Ghosts of Karnak by George Mann
Things are quiet in New York. Unusually quiet. Gabriel – the Ghost – knows that something’s wrong. There’s a heat wave building for a start, and it feels as if the pressure’s getting unbearable. Something’s going to give.
When an expedition returns from Cairo to exhibit their finds at the Metropolitan Museum of Art, Gabriel takes a keen interest. An old friend and lover – a girl called Ginny, who he hasn’t seen for over a year – was part of the expedition.
Something’s not right with Ginny, however, and not just the fact she’s still drinking… something happened to her in Cairo, out on the dig. Something that’s related to a strange cult known as The Circle of Thoth, a baboon with a clockwork eye, dust devils on Fifth Avenue, robed assassins, sacrificial rites, a ‘resurrection machine’ and a ghostly figure clad in trailing bandages, seen floating over the rooftops of the city.
Ancient forces are stirring, and the Ghost, Ginny and Gabriel’s friend Donovan are caught right in the middle…
The Ghost is back and, as usual, in the thick of it! Playboy Gabriel Cross takes to his alter ego, the crime-fighting vigilante with gusto. We get the sense that this is starting to take its toll on him as he spends most of this entry in poor physical condition with very little chance to recover from injury. It's no wonder he drinks and smokes heavily when off duty! This is of course set in an alternate Steampunk 1920s universe, so health, safety and longevity are not chief concerns.
Newbury and Hobbes author George Mann is clearly having a great time with his other creation here. Right from the start we are thrust into the mayhem of a rooftop battle in NYC. You can not accuse the Ghost novels of being dull. I thoroughly enjoyed the mixture of 1920s gangsters meeting the ancient mysticism of Egypt.
What I enjoy the most are the rich characters found within this story: Donovan, the tough, world-weary, rumpled city detective, his eager partner Mullins; Ginny, the icy blonde girlfriend of Cross. Astrid the stylish, beautiful, self-styled occult detective is great fun, and it was a shame that there was not more of her in this entry.

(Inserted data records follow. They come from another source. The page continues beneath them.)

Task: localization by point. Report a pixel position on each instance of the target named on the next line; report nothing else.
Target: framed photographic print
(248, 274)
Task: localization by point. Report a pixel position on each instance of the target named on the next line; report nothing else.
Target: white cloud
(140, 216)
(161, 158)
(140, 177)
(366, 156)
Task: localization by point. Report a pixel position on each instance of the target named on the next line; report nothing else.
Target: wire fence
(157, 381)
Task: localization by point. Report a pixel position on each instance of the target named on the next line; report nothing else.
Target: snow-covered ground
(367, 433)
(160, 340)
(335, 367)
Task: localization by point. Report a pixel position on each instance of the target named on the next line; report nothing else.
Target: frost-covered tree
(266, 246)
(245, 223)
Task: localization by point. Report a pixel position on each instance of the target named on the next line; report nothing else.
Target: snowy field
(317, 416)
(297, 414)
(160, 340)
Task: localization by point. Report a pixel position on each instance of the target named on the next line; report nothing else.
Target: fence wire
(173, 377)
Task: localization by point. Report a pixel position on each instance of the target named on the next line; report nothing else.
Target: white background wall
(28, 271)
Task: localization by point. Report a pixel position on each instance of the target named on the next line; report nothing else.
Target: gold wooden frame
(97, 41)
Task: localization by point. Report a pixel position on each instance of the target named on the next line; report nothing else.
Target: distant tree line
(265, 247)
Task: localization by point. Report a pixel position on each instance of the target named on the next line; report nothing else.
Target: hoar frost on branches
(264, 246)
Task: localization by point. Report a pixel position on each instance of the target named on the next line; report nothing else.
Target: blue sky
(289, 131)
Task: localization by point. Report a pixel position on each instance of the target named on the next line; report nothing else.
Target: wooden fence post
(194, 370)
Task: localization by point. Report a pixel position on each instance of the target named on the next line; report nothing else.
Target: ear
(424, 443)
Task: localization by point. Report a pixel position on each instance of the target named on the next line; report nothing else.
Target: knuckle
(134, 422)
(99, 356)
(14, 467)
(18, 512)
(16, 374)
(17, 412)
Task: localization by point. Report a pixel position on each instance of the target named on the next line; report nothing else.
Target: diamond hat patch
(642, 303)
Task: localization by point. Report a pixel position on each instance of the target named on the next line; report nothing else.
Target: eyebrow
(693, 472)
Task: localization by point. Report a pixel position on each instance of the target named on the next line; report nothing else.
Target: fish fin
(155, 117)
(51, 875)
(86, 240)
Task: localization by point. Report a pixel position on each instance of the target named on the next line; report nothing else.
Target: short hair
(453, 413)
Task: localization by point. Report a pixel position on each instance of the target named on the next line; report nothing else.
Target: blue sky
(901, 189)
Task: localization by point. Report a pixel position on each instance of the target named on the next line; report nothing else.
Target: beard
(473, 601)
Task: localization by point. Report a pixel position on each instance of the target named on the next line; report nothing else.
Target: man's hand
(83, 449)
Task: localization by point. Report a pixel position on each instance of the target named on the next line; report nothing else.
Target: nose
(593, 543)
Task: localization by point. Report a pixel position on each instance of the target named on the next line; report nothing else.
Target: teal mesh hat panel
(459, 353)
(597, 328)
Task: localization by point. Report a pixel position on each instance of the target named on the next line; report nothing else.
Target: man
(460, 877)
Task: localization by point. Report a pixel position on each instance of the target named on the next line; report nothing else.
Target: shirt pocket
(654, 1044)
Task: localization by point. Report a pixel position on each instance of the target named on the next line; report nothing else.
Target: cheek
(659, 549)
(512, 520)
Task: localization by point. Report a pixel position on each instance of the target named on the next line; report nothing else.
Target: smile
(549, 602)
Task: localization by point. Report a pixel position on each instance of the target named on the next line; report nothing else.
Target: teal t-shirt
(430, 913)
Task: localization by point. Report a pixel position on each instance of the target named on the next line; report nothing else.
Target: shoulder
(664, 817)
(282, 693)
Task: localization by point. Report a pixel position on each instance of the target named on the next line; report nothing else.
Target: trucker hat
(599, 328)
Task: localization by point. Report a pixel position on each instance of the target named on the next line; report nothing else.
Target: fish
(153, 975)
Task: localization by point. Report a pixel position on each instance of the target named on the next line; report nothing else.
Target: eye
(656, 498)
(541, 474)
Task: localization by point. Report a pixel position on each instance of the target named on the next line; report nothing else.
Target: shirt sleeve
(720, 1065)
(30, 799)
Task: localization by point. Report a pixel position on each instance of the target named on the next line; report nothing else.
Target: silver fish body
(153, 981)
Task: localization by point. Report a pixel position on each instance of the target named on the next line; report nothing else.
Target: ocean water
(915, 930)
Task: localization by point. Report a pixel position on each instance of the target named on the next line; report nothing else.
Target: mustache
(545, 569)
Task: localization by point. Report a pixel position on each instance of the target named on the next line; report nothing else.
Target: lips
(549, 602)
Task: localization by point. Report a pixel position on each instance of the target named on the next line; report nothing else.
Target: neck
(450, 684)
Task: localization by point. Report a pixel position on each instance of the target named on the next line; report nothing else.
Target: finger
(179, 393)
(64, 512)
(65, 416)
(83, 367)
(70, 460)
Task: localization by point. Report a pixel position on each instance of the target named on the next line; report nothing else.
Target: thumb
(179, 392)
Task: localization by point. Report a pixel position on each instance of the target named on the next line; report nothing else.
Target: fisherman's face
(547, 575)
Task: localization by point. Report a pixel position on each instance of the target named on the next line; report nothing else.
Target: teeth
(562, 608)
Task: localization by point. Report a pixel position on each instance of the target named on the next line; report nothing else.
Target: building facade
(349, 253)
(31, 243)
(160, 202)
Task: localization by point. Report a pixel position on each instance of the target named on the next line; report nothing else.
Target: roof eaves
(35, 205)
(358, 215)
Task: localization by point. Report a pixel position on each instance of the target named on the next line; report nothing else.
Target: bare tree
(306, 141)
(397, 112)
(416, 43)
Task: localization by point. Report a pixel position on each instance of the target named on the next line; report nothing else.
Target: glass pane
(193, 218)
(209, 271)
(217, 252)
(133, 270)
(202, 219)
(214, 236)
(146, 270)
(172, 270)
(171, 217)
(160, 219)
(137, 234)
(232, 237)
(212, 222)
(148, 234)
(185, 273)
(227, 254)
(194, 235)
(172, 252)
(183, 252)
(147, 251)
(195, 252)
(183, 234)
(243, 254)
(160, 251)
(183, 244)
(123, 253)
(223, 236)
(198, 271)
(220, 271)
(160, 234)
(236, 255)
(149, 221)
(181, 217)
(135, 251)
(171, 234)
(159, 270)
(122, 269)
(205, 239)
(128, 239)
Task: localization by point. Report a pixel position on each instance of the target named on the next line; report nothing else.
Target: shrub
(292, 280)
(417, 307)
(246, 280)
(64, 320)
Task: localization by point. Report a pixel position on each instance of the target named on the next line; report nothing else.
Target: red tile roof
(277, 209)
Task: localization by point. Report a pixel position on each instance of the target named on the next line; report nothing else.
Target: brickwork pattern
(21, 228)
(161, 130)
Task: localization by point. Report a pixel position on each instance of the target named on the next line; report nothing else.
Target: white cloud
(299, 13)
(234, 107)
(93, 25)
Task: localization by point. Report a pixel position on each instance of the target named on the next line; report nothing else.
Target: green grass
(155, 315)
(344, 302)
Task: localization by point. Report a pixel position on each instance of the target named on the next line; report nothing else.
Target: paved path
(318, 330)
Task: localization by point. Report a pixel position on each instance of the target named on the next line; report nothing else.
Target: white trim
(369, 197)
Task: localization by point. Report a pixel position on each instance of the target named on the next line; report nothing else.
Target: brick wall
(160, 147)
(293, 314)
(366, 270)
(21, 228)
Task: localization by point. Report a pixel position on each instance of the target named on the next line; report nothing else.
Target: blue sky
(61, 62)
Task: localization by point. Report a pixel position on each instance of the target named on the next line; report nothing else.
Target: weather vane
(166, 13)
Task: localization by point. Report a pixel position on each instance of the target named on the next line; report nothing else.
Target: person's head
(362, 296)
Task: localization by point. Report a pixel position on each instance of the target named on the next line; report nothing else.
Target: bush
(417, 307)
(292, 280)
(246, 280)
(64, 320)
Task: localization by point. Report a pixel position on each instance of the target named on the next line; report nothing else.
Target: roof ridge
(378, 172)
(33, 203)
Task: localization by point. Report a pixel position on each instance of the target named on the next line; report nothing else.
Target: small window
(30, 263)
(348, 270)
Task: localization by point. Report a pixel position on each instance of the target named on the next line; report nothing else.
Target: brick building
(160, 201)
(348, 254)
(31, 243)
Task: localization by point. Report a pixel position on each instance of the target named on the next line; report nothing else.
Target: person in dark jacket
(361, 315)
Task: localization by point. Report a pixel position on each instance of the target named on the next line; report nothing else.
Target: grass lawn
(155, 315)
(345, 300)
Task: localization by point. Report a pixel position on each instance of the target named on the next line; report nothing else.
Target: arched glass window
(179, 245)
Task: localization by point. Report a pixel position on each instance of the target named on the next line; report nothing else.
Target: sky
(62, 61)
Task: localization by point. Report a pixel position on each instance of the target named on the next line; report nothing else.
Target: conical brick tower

Amaury, a mysterious and driven French archaeologist and Abbadeli, a dapper, charming, yet menacing mob boss round out the cast.
I thoroughly enjoyed the dialogue and the nuances the characters exhibit. Particularly a scene involving Donovan, Mullins and Abbadeli is intriguing as it delves into how the characters are feeling and just how important it is to 'put up a front' when living in this dangerous, unpredictable world. Touches like this make this more than just a formulaic hero romp. If the character interaction is a strong selling point for this latest adventure; its main flaw is that after setting all the Egyptian occultism up so well, the novel gets resolved a little too swiftly.
The universe Mann has created is great fun and there are going to be more Ghost adventures, I just hope we get more depth and detective work thrown into the mix of monsters and science fiction next time.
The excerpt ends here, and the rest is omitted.